What Como Is Actually Testing

The broader relevance of the Como experiment extends beyond its specific geography. The Athletic Interest video gestures at this — coal mine tours in Dortmund, Renaissance football weekends in Florence, the Titanic angle for Southampton — and the point is well-taken if slightly romantic. Most clubs do not sit on Lake Como. But most clubs do sit on something: a distinctive urban culture, an industrial history, a culinary tradition, a countercultural identity. The question is whether those assets can be programmed into durable revenue streams rather than decorative brand language.

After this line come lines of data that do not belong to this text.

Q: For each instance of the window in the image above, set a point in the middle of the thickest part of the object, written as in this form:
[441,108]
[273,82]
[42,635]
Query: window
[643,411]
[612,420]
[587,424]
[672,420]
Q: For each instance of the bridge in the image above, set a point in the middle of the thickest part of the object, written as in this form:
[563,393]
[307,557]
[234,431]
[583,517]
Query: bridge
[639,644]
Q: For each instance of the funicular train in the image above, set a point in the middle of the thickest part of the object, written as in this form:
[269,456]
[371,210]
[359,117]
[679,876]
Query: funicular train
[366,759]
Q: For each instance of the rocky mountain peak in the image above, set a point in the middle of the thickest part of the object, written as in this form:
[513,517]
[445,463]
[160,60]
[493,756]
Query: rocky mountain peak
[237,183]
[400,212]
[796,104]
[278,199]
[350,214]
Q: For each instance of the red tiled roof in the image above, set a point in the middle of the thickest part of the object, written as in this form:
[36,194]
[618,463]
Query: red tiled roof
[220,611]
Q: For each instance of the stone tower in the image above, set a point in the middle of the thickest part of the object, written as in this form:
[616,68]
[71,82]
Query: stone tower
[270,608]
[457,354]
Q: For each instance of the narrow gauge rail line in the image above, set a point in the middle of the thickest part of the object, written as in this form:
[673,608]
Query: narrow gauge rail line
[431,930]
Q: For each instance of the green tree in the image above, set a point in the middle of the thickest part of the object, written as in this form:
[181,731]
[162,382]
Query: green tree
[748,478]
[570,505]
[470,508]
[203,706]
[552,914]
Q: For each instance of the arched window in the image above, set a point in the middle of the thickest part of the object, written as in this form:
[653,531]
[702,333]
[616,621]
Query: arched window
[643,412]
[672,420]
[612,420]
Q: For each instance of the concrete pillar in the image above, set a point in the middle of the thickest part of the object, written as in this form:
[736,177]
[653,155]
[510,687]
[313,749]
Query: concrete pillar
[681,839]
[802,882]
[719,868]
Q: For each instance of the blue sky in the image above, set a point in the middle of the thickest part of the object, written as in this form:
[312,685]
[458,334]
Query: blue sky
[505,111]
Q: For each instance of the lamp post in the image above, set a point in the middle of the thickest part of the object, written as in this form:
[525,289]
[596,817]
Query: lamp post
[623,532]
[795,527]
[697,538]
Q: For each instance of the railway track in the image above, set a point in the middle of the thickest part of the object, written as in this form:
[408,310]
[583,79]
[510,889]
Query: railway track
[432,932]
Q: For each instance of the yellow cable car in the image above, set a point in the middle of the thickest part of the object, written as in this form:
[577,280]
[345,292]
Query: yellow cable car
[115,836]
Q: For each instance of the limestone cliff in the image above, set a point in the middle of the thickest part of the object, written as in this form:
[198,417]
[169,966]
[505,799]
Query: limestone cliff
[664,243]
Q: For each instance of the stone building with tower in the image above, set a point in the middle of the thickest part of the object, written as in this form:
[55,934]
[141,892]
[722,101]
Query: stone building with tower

Como is running that experiment with $50 billion in capital behind it and a management team that appears to understand the difference between storytelling and business strategy. Suwarso's background in media production is not incidental to how the club operates — it is the operating system.

What remains unresolved is whether a football club can simultaneously be a lifestyle brand, a tourism destination, a content studio, and a competitive Serie A operation without one of those functions eventually cannibalizing the others. The history of sports franchise diversification is littered with entertainment ecosystems that distracted ownership from the core product and the core product then undermined the rest.

Como 1907 is genuinely interesting because it is testing that question at a scale and with a seriousness that most similar attempts have lacked. The Hartonos have built conglomerates before. They know what a blank canvas costs to fill, and they know that the hard part is never the opening brushstroke.